I start my day like many of you. About a mile from my house, right on my drive to work, there is a convenience store. I say hello to Paige, the woman behind the counter, and we chat briefly about the latest news or the weather while I pour a cup of coffee.
I know I’m not alone in this routine. Thousands of Kentuckians begin their day at their local gas station, filling up and buying a cup of coffee, grabbing a breakfast sandwich, and striking up conversations with neighbors. Places like these are lynchpins for our communities and right now those moments, and those convenience stores, feel more important than ever.
Admittedly, my vantage point is a little unique. Since I am the executive director of the Kentucky Petroleum Marketers Association, the association that advocates on behalf of Kentucky’s fuel marketers, gas stations and convenience stores, I spend my day thinking about the importance of businesses just like the one near my house.
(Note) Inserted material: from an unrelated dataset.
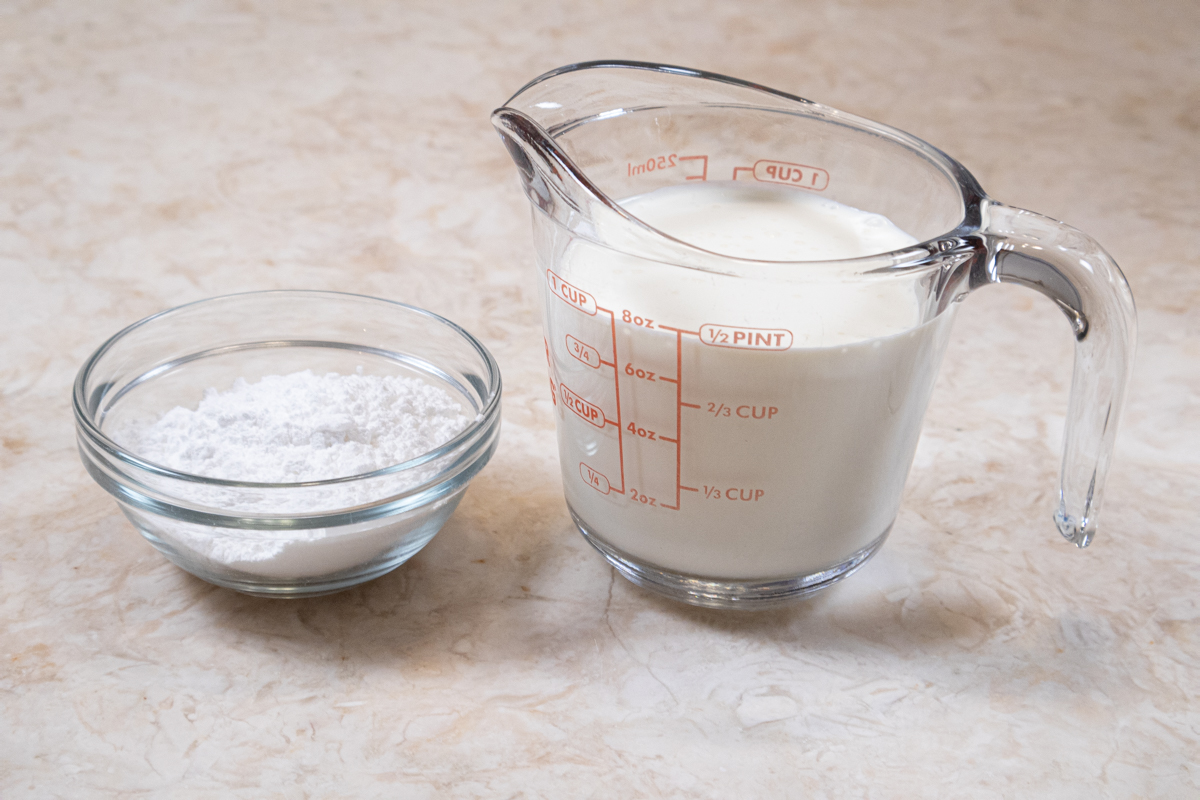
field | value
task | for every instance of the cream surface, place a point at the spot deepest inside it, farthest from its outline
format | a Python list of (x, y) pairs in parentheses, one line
[(163, 152), (773, 437)]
I see the hard work behind the scenes, from the sweat equity invested into mom and pop locations, to major companies investing millions into our communities. It all comes together to make the routines of daily life possible.
Like everyone, our members are grappling with the coronavirus pandemic. We are doing so understanding our responsibility to the customers and communities we serve and with a commitment to public health in these challenging times.
For starters, we have seen an increase in shoppers who might typically go to a supermarket for their groceries, cleaning supplies, medical supplies, and personal items. This role is a constant for many Kentuckians, particularly those who live 20-30 minutes from a grocery store and have always depended on convenience stores closer to their home to fill some of those shopping needs. With more Kentuckians staying home, and without the ability to dine at restaurants, we are working diligently to make sure every community, in every corner of the state, even far from the center of town, has access to the things they need.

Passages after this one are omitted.